Мягкие невысокие побеги прильнули к самому стволу, словно защиты от жаркого солнца искали. На них и опустила Эльда сноп горлянки и, задумавшись, корзинку с ягодой поставила. Отошла на пять шагов и ждать стала. Недовольно шевельнулись ветви, ветерок в листьях воркотню поднял. Эльда замерла: почудился ей суровый голос умершей Хранительницы. Как девчонка, покаянно голову склонила, руки под передник спрятала.
Тоскливо птица прокричала.
Скрутились вечерние тени, уползли в молодую поросль - испугались чего-то.
Мрак пал на Рощу, да такой густой, что показалось: плотный чёрный плат над миром растянули.
И вдруг будто кто-то этот платок за углы схватил и тряханул.
Содрогнулись и застонали дубы.
Земля вспучилась и треснула.
Из разломов багрянцем полыхнуло.
Где-то далеко-далеко на тысячи голосов прокричала беда.
Боль эхом в сердце отдалась.
Следом тишина пришла, и была она такой страшной, что Эльда без чувств упала.

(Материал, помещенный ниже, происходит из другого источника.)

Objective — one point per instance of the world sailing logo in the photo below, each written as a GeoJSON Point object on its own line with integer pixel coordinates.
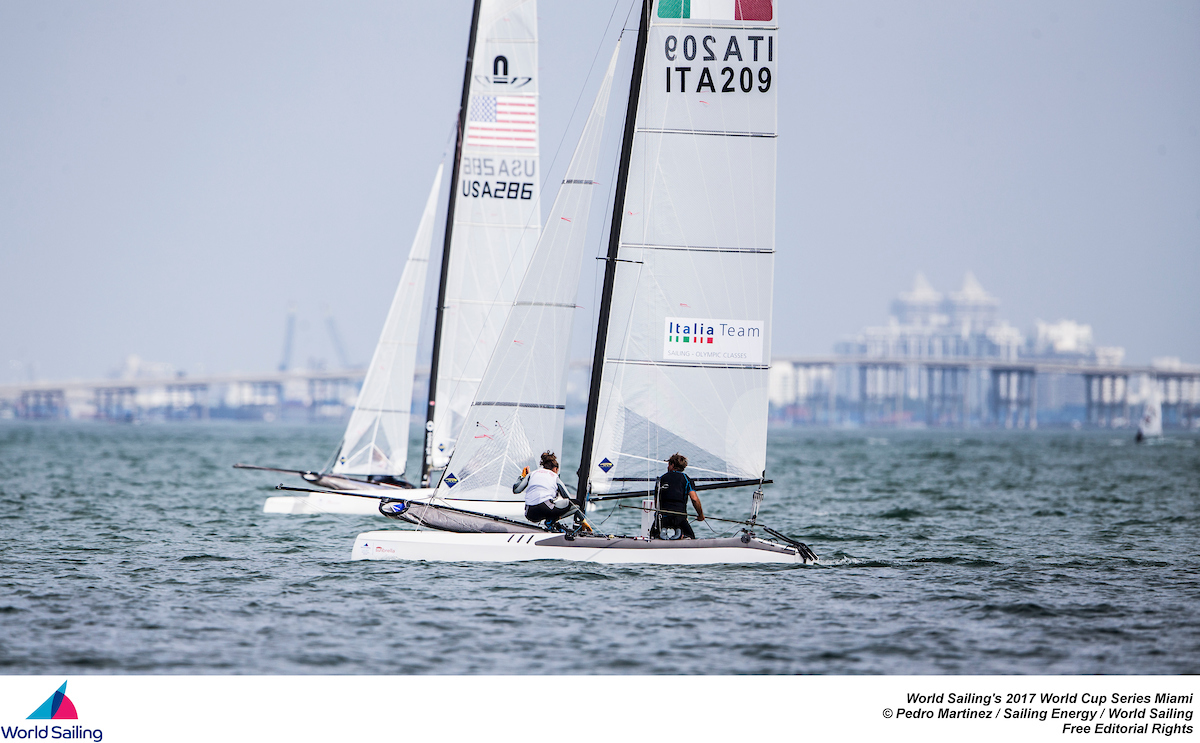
{"type": "Point", "coordinates": [713, 341]}
{"type": "Point", "coordinates": [57, 707]}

А как глаза открыла, увидела, что мудрая вечная Роща в который раз встречает лиловый вечер, купая в нём разморённую за день листву.
- Эх, нажалила мошка лесная, кровь в жилах забродила. Теперь отворять нужно, а то видения-мороки замучают, - решила женщина и потянулась за травой и корзинкой.
Глядь, в плетёнке - чёрные угольки. А вялая горлянка изумрудными соками налилась, тугие стебли выпрямила.
Эльда ворот рубахи рванула, воздух ртом хватать стала. Зловещее знамение это. Не будет сладкого пирога для дочкиного праздника.
Ну что ж, коли так. Не поспоришь с Предками. Но в обиду дитя своё она не даст. Если до страшного дело дойдёт, с самой Хозяйкой поспорит, потягается. Нужна старая Эльда Краю - пускай все за неё встанут.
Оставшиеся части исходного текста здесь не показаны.